One of the things I've learned from reading the bazillion romance novels I've torn through this year, opposites attract and the most unlikely pairings, end up working out in the end. At least that's how it happens in books. I'm almost positive that it isn't that easy in real life, even if I am desperately hoping that it is.
You guys really don't care about this, but I'm going to spill it anyway. This last week we had a regional meeting in Kansas City, MO. Our region is actually pretty damn huge, so it was only store managers from four of our districts. One of those other store managers is from a town in North Dakota, and as of right now, I have huge crush on him. Which is my head, makes entirely no sense. He's not my normal type, if I even have one anymore, and he lives 799 miles away. Yes, I looked up the distance on Google maps.
Regardless of how much I'm telling myself that this is the stupidest thing in the world, I can't get him out of my head. I was pretty sure it was mutual, I was able to friend him on FB before the meeting was over, but I was too damn scared to ask for his number. We did exchange numbers, via FB later on, and my chickeness was reciprocated. So at least I knew that part was mutual. We have texted back and forth once sine then, Saturday night, and because I have a big mouth, I admitted that I wanted to kiss him a ridiculous amount of times Wed. night, but again I was too chicken to do anything about it then. He said he felt the same way, so once again I was vindicated, at least in the sense that I wasn't completely out on a limb on this whole thing. We haven't talked since, but we are both swamped at work right now, him more than me, and I'm not thinking we will talk, until later on this week.

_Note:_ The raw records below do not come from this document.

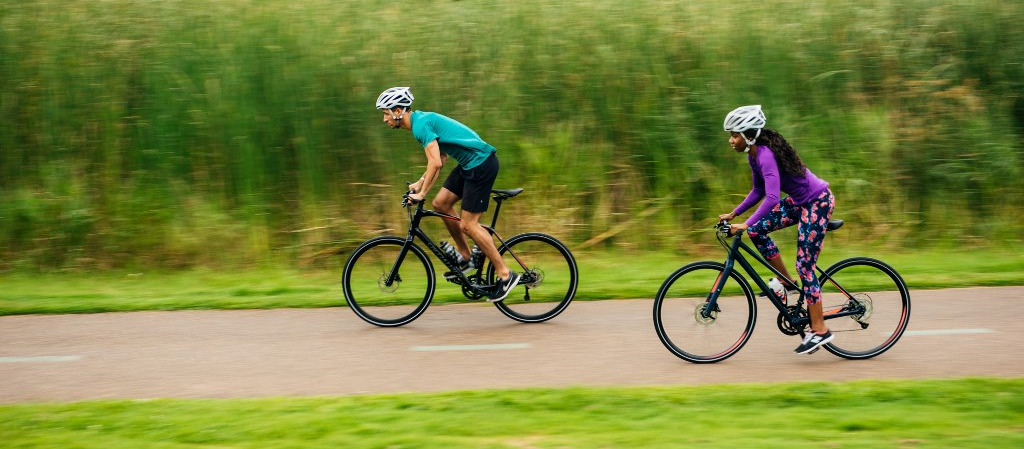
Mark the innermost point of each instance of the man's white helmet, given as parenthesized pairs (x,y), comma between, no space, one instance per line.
(394,97)
(743,118)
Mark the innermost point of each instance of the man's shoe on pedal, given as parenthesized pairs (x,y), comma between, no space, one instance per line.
(812,341)
(466,267)
(504,286)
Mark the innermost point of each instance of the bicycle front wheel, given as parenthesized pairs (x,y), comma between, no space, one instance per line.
(881,297)
(549,278)
(368,292)
(693,329)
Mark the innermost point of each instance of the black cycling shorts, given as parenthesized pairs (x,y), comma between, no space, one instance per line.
(474,186)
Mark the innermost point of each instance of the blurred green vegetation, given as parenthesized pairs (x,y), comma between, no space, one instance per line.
(961,413)
(184,132)
(605,276)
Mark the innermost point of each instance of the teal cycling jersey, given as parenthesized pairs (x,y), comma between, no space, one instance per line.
(455,139)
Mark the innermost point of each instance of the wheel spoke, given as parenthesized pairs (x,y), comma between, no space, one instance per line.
(549,278)
(693,330)
(367,289)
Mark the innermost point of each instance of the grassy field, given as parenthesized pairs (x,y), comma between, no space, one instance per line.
(603,275)
(969,413)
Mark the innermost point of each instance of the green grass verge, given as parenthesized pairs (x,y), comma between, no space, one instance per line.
(603,275)
(965,413)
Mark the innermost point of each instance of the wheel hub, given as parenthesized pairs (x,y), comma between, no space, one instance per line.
(382,283)
(698,315)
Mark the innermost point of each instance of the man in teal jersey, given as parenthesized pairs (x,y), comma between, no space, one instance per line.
(470,181)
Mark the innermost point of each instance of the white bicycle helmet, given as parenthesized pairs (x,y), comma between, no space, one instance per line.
(394,97)
(743,118)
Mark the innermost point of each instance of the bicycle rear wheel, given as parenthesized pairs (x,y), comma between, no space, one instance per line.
(549,278)
(875,288)
(685,325)
(365,276)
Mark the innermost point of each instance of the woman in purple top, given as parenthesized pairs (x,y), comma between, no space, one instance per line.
(777,168)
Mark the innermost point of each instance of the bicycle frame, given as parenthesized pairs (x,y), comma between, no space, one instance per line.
(416,232)
(734,256)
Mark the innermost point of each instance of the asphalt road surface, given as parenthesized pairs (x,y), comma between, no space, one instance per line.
(326,352)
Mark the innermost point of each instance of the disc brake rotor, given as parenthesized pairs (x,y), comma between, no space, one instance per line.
(534,278)
(382,283)
(700,319)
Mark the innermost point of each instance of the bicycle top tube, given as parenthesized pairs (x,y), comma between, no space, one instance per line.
(499,196)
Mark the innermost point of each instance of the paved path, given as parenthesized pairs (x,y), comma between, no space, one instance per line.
(218,354)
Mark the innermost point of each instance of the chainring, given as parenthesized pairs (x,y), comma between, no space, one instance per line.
(784,325)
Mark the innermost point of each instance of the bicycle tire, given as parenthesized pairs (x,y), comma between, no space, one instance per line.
(886,296)
(682,327)
(549,282)
(387,305)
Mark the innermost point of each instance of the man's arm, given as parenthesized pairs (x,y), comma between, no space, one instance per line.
(435,160)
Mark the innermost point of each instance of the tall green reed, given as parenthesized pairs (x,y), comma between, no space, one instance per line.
(187,132)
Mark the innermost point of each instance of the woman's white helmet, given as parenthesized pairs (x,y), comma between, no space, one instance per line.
(394,97)
(743,118)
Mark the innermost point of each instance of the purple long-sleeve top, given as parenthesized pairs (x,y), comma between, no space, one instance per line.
(770,182)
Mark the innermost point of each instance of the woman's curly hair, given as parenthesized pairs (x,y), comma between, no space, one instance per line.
(787,159)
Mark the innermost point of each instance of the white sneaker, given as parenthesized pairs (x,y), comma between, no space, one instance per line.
(504,286)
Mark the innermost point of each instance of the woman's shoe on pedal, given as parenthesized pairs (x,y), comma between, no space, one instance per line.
(504,286)
(813,341)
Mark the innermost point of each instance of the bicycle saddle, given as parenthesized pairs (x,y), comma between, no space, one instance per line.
(505,194)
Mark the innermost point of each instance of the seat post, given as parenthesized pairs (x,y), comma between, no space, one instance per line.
(498,207)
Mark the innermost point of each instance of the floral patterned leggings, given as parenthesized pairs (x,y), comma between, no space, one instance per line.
(812,218)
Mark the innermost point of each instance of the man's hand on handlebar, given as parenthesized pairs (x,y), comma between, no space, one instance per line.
(412,197)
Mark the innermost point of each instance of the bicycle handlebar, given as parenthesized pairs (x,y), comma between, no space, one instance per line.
(723,227)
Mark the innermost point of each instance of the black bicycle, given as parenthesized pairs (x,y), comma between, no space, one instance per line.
(705,312)
(389,281)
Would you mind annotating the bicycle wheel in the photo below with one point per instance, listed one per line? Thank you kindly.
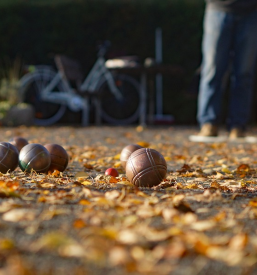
(32, 85)
(124, 110)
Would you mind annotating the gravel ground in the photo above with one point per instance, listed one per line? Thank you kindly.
(67, 227)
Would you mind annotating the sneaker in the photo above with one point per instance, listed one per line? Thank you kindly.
(208, 130)
(236, 132)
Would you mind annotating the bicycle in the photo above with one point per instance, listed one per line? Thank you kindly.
(117, 97)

I'm not sure where this will go, if it will go anywhere, but I'm at least willing to give it a chance right now. I"m not sure that I would have done the same thing last year. I think reading all of these romances has done away with some of the more cynical sides of me, and at least allows me to remember what it was like when I went into every situation with an open mind,. A time when I didn't prejudge everything, and hoped for the best possible outcome. I guess you could say that reading romances, has given my sense of romance back to me.
I guess I should get to the book at some point in time, and quit talking about myself. But what I said about the first two books in this series, still holds ture. I adore the characters that Andrew Grey creates, and Peter and Russ are no different in that. I love them by themselves, and I love them as a couple.
They are the kind of couple that doesn't make sense on paper. They are both damaged, though in different ways, and have issues that most people would run away from, or at least make them take a long pause. But they click together so well, it's hard for either one of them to walk away. They get through all their messes, and by the end, in true romance fashion, live happily ever after.